We often think that the shepherds would have believed that God was doing some great work simply because the finding of a child verified what they were told on the hillside.  This may just be too simplistic an explanation of what was going on.

The heavenly host singing praises!

In Greek, the phrase the ‘great company of the heavenly host’ (2:13) includes the term for ‘army’!  So, here is God’s army proclaiming peace!  This in itself is a remarkable event, unique in history and one of the most dramatic of moments in the entire story.  Most of us have wondered what it can possibly be like to stand on a hillside, and watch the hosts of heaven sing praise to God and announce peace!

We must be careful not to be carried away without paying attention to what is going on, however.  This great angelic assembly is both army and choir, and this has considerable meaning when we consider that the announcement is not of something finished but a prophecy about what will be achieved.  In verse 14, the heavenly host praised God, as we might expect; though please note that the Scripture does not say that they were singing, merely that they were ‘saying’ praises.  This hardly makes a difference to the story, perhaps only to our perception of it, but the next point is more important.

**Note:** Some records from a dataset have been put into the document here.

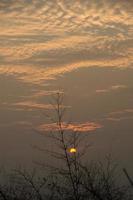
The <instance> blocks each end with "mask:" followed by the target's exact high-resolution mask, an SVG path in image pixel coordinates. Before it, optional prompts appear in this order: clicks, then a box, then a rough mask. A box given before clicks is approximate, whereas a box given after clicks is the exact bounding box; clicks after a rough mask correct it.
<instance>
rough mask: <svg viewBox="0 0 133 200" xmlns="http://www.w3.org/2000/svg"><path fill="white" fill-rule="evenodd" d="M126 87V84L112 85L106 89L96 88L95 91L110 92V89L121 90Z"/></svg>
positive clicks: (99, 91)
mask: <svg viewBox="0 0 133 200" xmlns="http://www.w3.org/2000/svg"><path fill="white" fill-rule="evenodd" d="M126 88H127V86H126V85H112V86H111V87H109V88H107V89H97V90H96V93H107V92H111V91H117V90H123V89H126Z"/></svg>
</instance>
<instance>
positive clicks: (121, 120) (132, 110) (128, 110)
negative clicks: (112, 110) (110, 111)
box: [107, 108, 133, 122]
mask: <svg viewBox="0 0 133 200" xmlns="http://www.w3.org/2000/svg"><path fill="white" fill-rule="evenodd" d="M128 119H133V108H127V109H123V110H119V111H114V112H111V113H110V114H109V115H108V117H107V120H109V121H114V122H115V121H116V122H119V121H122V120H128Z"/></svg>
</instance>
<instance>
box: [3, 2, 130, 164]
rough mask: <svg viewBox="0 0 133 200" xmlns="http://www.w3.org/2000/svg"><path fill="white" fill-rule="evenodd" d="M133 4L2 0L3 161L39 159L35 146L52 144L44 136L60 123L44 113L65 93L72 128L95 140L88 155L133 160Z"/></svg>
mask: <svg viewBox="0 0 133 200" xmlns="http://www.w3.org/2000/svg"><path fill="white" fill-rule="evenodd" d="M132 8H133V1H132V0H89V1H88V0H71V1H70V0H50V1H49V0H1V1H0V160H1V163H2V164H3V165H8V164H9V165H15V164H17V163H19V162H22V164H25V163H27V161H28V162H29V163H33V162H34V160H36V159H37V158H38V157H39V156H40V155H39V154H38V153H37V152H36V151H35V150H34V149H33V148H32V146H34V145H45V146H46V147H47V146H48V148H49V147H50V145H51V143H50V141H48V140H47V139H46V138H45V139H43V140H42V135H43V134H45V130H49V129H50V127H52V126H53V127H54V124H51V123H50V122H49V121H48V120H47V119H45V117H44V115H43V113H44V114H45V113H49V112H50V113H52V108H51V105H50V99H51V96H52V95H53V94H54V93H56V92H57V91H63V92H64V94H65V98H64V101H65V103H64V104H65V105H66V106H67V107H68V111H69V112H68V113H69V114H67V117H68V118H67V120H68V121H69V120H70V121H71V124H70V126H69V130H76V131H79V132H80V133H81V134H86V133H87V134H88V143H90V144H92V147H91V148H90V149H89V152H88V157H90V158H97V157H100V156H101V157H102V156H103V155H106V154H108V153H112V154H114V155H115V156H116V159H118V160H119V161H120V162H122V164H123V165H126V164H127V163H130V166H132V165H131V163H133V162H132V161H133V160H132V155H131V152H132V151H133V147H132V141H133V67H132V63H133V16H132ZM64 126H65V122H64ZM35 130H38V131H39V132H40V133H41V134H37V133H36V131H35ZM50 148H52V147H50ZM127 165H128V164H127Z"/></svg>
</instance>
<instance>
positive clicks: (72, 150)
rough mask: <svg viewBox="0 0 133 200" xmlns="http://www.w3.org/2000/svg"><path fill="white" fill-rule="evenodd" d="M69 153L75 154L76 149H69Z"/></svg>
mask: <svg viewBox="0 0 133 200" xmlns="http://www.w3.org/2000/svg"><path fill="white" fill-rule="evenodd" d="M69 152H70V153H76V152H77V149H76V148H70V150H69Z"/></svg>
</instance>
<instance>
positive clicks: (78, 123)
mask: <svg viewBox="0 0 133 200" xmlns="http://www.w3.org/2000/svg"><path fill="white" fill-rule="evenodd" d="M99 128H102V125H101V124H98V123H95V122H85V123H70V124H67V123H65V122H64V123H62V129H63V130H66V131H78V132H91V131H95V130H97V129H99ZM38 129H39V130H40V131H46V132H48V131H58V130H59V127H58V125H57V124H56V123H51V124H42V125H40V126H39V128H38Z"/></svg>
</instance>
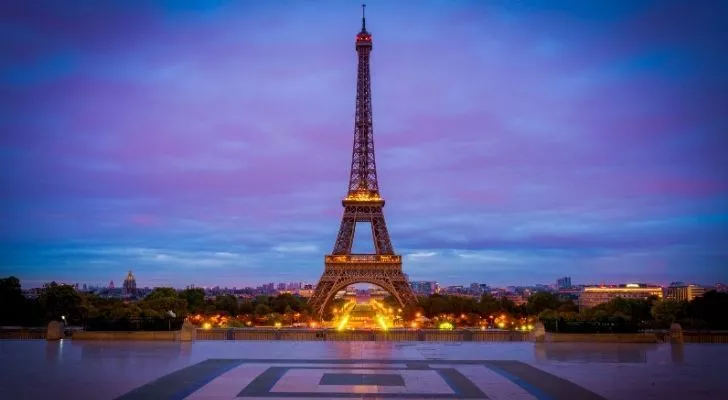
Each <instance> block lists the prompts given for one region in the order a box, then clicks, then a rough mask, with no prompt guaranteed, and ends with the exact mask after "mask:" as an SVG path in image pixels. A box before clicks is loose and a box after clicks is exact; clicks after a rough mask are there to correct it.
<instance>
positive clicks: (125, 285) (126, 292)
mask: <svg viewBox="0 0 728 400" xmlns="http://www.w3.org/2000/svg"><path fill="white" fill-rule="evenodd" d="M112 287H113V286H112ZM124 294H125V295H127V296H135V295H136V294H137V293H136V279H135V278H134V275H133V274H132V273H131V271H129V273H128V274H127V275H126V279H124Z"/></svg>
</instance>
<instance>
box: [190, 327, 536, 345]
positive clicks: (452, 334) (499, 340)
mask: <svg viewBox="0 0 728 400" xmlns="http://www.w3.org/2000/svg"><path fill="white" fill-rule="evenodd" d="M197 340H293V341H377V342H402V341H412V342H524V341H529V340H530V335H529V334H528V333H527V332H517V331H481V330H474V329H456V330H451V331H445V330H439V329H390V330H387V331H382V330H342V331H337V330H334V329H276V328H229V329H198V330H197Z"/></svg>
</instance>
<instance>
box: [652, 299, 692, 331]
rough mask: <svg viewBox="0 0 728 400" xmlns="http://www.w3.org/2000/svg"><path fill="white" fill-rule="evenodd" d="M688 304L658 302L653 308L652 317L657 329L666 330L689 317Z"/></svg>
mask: <svg viewBox="0 0 728 400" xmlns="http://www.w3.org/2000/svg"><path fill="white" fill-rule="evenodd" d="M687 305H688V304H687V302H685V301H673V300H665V301H658V302H655V304H654V305H653V306H652V317H653V318H654V319H655V321H656V322H657V324H656V325H657V327H659V328H666V327H668V326H670V324H672V323H673V322H675V321H679V320H682V319H684V318H685V317H686V315H687V313H686V312H687Z"/></svg>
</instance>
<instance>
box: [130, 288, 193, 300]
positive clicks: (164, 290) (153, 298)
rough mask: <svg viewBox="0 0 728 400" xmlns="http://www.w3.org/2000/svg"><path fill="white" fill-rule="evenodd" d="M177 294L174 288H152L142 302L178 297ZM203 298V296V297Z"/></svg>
mask: <svg viewBox="0 0 728 400" xmlns="http://www.w3.org/2000/svg"><path fill="white" fill-rule="evenodd" d="M178 296H179V294H178V293H177V290H175V289H174V288H154V290H152V291H151V293H149V294H148V295H147V297H145V298H144V300H156V299H163V298H170V297H178ZM203 297H204V295H203Z"/></svg>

The words of the heavenly host are in fact prophetic; ‘peace amongst those He loves’ was not achieved by the birth of Christ, it was won on the Cross at Calvary, when Jesus died for our sins and was subsequently raised from the dead.  The words of this proclamation are God’s intent to do the work of salvation, and something to be declared to people on earth.  It is like saying ‘God means business and will do what He is intent upon doing, which is to repair His relationship with His people through the Messiah.